The Assistant General Counsel, Corporate & Securities will be a member of the Company’s Corporate Secretary team reporting directly to the Vice President, Corporate Secretary. Leveraging a team of three corporate paralegals, this person will collaborate and work cross-functionally across multiple departments in a variety of general corporate and securities matters, including SEC reporting and compliance, Environmental, Social and Governance (ESG) matters, corporate finance and treasury matters, mergers and acquisitions and other corporate development initiatives, corporate financings, credit, collections and bankruptcy matters, global subsidiary management, internal restructurings, intercompany transactions and agreements, and other areas as may be assigned. This is a front-line role for a confident, proactive, commercially-minded lawyer with a strong public company transactional background, high levels of autonomy and an ability to manage complicated projects while bringing end-to-end thinking with sound, pragmatic judgment to ambiguous situations.



Principal Duties & Responsibilities:

  • Understand Grainger’s business and culture.
  • Assist in the preparation of SEC filings, including Forms 10-K, 10-Q and 8-K, proxy statements, registration statements and Section 16 filings.
  • Support various aspects of the Sarbanes-Oxley compliance process, including the quarterly SOX business unit certification process.
  • Partner cross-functionally with Controllership, Corporate Development, Credit & Collections, Executive Compensation, Finance, Internal Audit, Investor Relations, Tax, Treasury, and other corporate functions on a wide range of general corporate and securities matters, including global cash management and capital deployment, credit facilities, public securities offerings, share repurchases, cash repatriations and subsidiary fundings, mergers and acquisitions and other corporate development initiatives, bankruptcy matters, intercompany agreements, cross-border business and tax planning, internal controls and other matters.
  • Lead global subsidiary management with cross-functional teams, including the establishment, maintenance, restructuring and liquidation of domestic and international subsidiaries.
  • Lead due diligence and draft and negotiate complex corporate and securities transactional documentation.
  • Function as a corporate transactional generalist, providing assistance and guidance to the Company in a broad scope of areas as may be assigned from time to time while supporting and interacting with the team’s senior lawyers and other legal and business colleagues. 
  • Where the needs of a project require outside counsel involvement, effectively oversee and manage outside counsel, including as to strategy, scope, staffing and budgeting matters.

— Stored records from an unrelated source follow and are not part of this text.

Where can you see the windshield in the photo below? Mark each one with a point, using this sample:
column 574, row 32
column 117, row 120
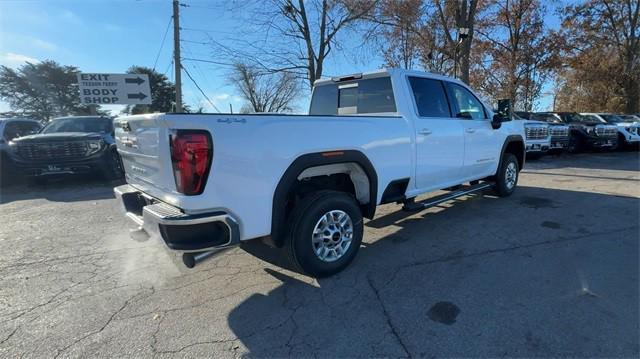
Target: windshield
column 546, row 117
column 79, row 124
column 593, row 118
column 619, row 118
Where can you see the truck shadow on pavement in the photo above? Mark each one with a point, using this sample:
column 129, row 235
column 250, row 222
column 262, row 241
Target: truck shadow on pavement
column 545, row 272
column 595, row 161
column 63, row 189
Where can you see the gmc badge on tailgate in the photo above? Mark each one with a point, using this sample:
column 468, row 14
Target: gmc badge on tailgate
column 125, row 126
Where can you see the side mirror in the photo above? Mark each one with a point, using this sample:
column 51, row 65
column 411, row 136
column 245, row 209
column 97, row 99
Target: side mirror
column 497, row 121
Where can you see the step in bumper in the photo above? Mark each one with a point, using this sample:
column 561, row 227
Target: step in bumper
column 179, row 231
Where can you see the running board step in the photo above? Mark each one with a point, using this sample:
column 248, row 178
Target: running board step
column 431, row 202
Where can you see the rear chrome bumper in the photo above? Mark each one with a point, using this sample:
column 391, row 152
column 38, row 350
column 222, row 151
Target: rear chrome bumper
column 180, row 231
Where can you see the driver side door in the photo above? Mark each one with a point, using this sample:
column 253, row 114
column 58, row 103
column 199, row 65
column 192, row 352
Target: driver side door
column 482, row 143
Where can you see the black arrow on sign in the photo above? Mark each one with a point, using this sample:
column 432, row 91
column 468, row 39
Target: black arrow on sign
column 137, row 80
column 139, row 96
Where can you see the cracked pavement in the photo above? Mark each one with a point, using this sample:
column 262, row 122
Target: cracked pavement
column 551, row 271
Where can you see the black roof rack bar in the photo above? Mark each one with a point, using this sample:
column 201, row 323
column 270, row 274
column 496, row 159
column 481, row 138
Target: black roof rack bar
column 347, row 78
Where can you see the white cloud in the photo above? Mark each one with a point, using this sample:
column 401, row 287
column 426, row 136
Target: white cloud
column 221, row 101
column 112, row 27
column 12, row 60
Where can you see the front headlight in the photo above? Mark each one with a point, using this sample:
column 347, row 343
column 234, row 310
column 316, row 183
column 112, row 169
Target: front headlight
column 94, row 146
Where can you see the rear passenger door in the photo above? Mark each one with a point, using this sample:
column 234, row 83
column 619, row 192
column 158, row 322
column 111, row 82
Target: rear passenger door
column 481, row 141
column 439, row 137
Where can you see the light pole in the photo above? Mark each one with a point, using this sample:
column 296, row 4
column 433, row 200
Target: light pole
column 463, row 33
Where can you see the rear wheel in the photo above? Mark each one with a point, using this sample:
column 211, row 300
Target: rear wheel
column 575, row 144
column 325, row 233
column 507, row 176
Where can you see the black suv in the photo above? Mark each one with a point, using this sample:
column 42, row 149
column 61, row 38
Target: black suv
column 69, row 145
column 585, row 132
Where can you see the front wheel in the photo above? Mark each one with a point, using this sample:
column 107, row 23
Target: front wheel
column 325, row 233
column 507, row 176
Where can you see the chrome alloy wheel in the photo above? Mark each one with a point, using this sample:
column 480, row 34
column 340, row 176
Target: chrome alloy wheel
column 511, row 175
column 332, row 236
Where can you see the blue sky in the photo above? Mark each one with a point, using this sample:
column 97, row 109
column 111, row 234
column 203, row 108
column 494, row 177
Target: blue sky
column 110, row 36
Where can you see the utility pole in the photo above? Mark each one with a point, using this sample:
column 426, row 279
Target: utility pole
column 176, row 55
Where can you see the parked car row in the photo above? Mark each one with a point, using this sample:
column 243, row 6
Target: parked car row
column 67, row 145
column 576, row 132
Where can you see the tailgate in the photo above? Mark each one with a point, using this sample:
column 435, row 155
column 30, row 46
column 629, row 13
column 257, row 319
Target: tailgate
column 143, row 144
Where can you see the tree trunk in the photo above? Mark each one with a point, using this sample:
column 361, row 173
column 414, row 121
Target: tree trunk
column 632, row 92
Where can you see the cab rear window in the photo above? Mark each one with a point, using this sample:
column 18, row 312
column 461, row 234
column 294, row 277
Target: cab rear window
column 359, row 97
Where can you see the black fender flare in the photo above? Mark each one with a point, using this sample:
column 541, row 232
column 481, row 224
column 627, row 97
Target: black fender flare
column 290, row 176
column 511, row 139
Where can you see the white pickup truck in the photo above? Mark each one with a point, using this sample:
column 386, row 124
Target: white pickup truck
column 203, row 182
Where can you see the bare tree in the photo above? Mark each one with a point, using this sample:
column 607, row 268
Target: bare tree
column 264, row 92
column 458, row 14
column 398, row 31
column 517, row 52
column 297, row 35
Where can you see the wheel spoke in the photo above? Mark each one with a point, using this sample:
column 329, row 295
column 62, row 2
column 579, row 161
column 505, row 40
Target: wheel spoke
column 332, row 235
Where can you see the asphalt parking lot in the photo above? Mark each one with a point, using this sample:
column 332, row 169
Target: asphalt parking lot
column 551, row 271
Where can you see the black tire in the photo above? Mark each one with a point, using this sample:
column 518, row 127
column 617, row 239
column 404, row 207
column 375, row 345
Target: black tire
column 534, row 155
column 503, row 186
column 115, row 171
column 302, row 222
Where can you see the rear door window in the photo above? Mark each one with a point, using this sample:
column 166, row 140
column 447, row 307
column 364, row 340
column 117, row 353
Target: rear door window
column 430, row 97
column 360, row 97
column 468, row 106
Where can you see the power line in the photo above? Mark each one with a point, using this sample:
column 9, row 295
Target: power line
column 166, row 31
column 208, row 61
column 168, row 67
column 198, row 87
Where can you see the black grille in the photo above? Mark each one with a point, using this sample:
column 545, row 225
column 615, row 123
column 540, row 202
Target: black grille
column 606, row 131
column 536, row 132
column 559, row 132
column 52, row 150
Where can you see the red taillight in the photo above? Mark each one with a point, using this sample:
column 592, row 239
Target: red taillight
column 191, row 154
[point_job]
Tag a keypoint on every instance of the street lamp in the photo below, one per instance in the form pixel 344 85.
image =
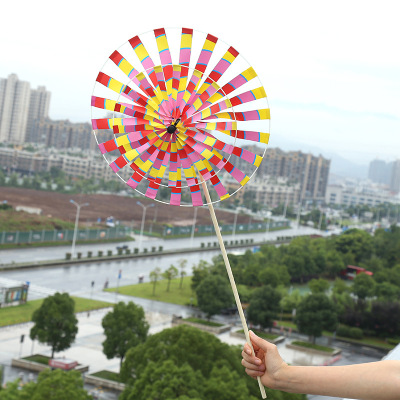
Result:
pixel 234 225
pixel 193 226
pixel 143 218
pixel 78 210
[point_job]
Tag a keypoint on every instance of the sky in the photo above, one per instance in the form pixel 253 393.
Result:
pixel 331 69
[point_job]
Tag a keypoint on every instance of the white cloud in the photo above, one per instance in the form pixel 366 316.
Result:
pixel 331 68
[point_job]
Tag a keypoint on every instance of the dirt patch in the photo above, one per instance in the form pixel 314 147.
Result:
pixel 102 206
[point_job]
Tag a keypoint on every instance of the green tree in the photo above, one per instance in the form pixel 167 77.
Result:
pixel 340 286
pixel 334 263
pixel 169 274
pixel 213 294
pixel 315 313
pixel 124 327
pixel 200 271
pixel 50 385
pixel 182 345
pixel 290 301
pixel 182 265
pixel 59 385
pixel 55 322
pixel 363 286
pixel 2 178
pixel 154 277
pixel 166 381
pixel 176 355
pixel 356 242
pixel 264 306
pixel 318 286
pixel 386 291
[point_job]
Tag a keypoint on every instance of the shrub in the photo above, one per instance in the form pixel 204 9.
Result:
pixel 350 332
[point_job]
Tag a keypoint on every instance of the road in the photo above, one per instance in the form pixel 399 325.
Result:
pixel 58 252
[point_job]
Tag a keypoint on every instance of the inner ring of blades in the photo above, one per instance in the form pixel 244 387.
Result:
pixel 182 125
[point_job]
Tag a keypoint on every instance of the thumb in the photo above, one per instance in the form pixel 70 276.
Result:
pixel 259 342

  • Juris Doctor (JD) degree from a leading law school with strong academic credentials.
  • Member in good standing of a state bar and able to be admitted to practice law in the State of Illinois.
  • At least 5-7 years of general corporate and securities legal experience, including at a large law firm.
  • Strong corporate and securities transactional background, with M&A, corporate finance, SEC reporting, corporate governance/ESG and public company advisory experience.
  • Ability to work with internal clients independently while providing entrepreneurial, pragmatic, business-oriented advice.
  • Ability to write succinctly for a business audience while making complex concepts easy to understand.
  • Ability to thrive in a large, fast-paced environment with a high level of autonomy, professionalism and outstanding business judgment.
  • Self-starter with strong project management skills, a process-oriented and continuous improvement mindset, and the ability to drive projects to completion.
  • Team player with “can do” attitude.  Has ability to get along with diverse corporate professionals, adapt to different styles and work with executives and personnel at all levels within the organization.
  • Excellent communication, organizational and time management skills, strong initiative and hard-working, ability to prioritize multiple assignments and meet deadlines amidst rapidly changing priorities.
  • Excellent drafting and negotiation skills with a high degree of attention to detail.
  • Desire to grow and be in a role that develops over time.